I spent last weekend on Linux low-latency audio stuff. Eventually, I gave up, made a little 32gb partition, and installed a distribution suited to low-latency audio work. It does all its recording etc. to my larger data partition, and works with two microphones running through Ardour (I want to do some noise-gating, so I don’t get my own breathing sounds as much). The process was annoying, but the results are pretty cool.
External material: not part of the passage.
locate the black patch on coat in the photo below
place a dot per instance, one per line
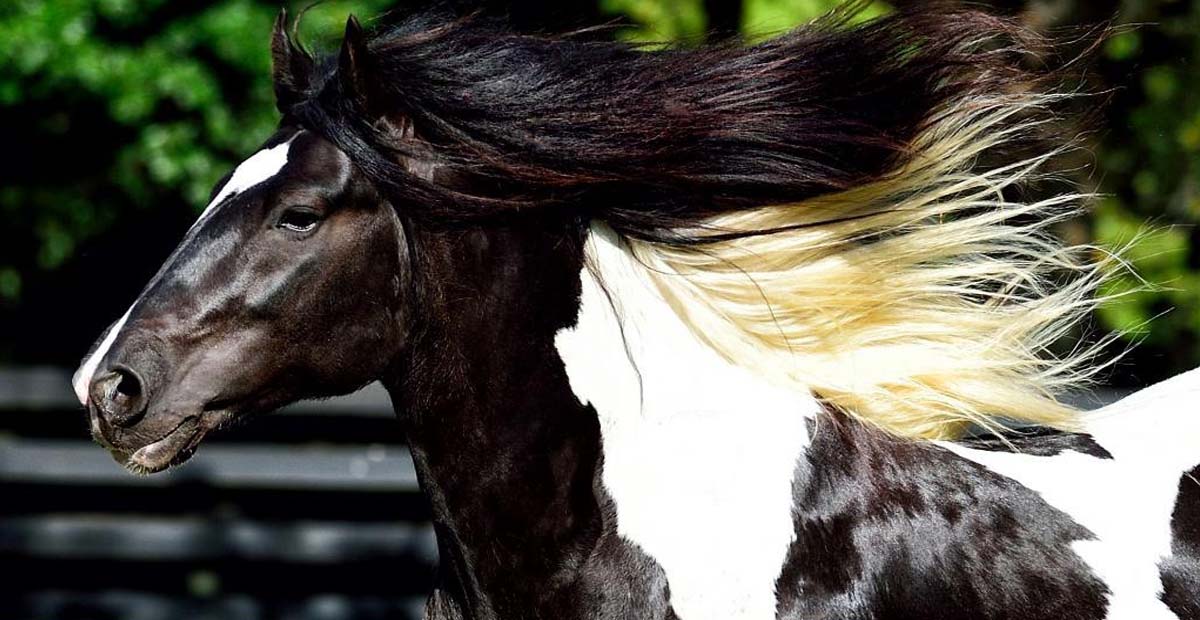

Now that I’m done with that, I’ve been getting back to my reading for Random Carrier Battles, a project I announced in the Grognard Wargamer thread a few months ago. I have a copy of a book by Norman Friedman on the design and development of US Carriers; among all the pretty line drawings and blueprints are some doctrinal facts that mean I have to do a bunch of rewriting of the code. My view of aircraft handling (and of carrier design) was insufficiently detailed—American practice in the interwar years, for instance, frequently led to hangars which were not large enough to contain the entire air wing. Some planes would have to be parked on deck, and because that obviously presents problems for aircraft recovery, American carriers usually had arresting gear at the bow and provisions for running at high speeds astern. You’d leave the aircraft parked at the back of the flight deck, run the engines up to back full, and land whatever you had to land over the bow.
Anyway, I’m not sure how much of that I’m going to expose to the player/admiral, but I think I will have to do some extra simulation of flight deck space and takeoff rolls to more accurately get at the difficulty of getting a strike in the air in a coordinated fashion. In any event, I’m waiting until Godot 3.0, because the single-precision-only in GDScript is killing me.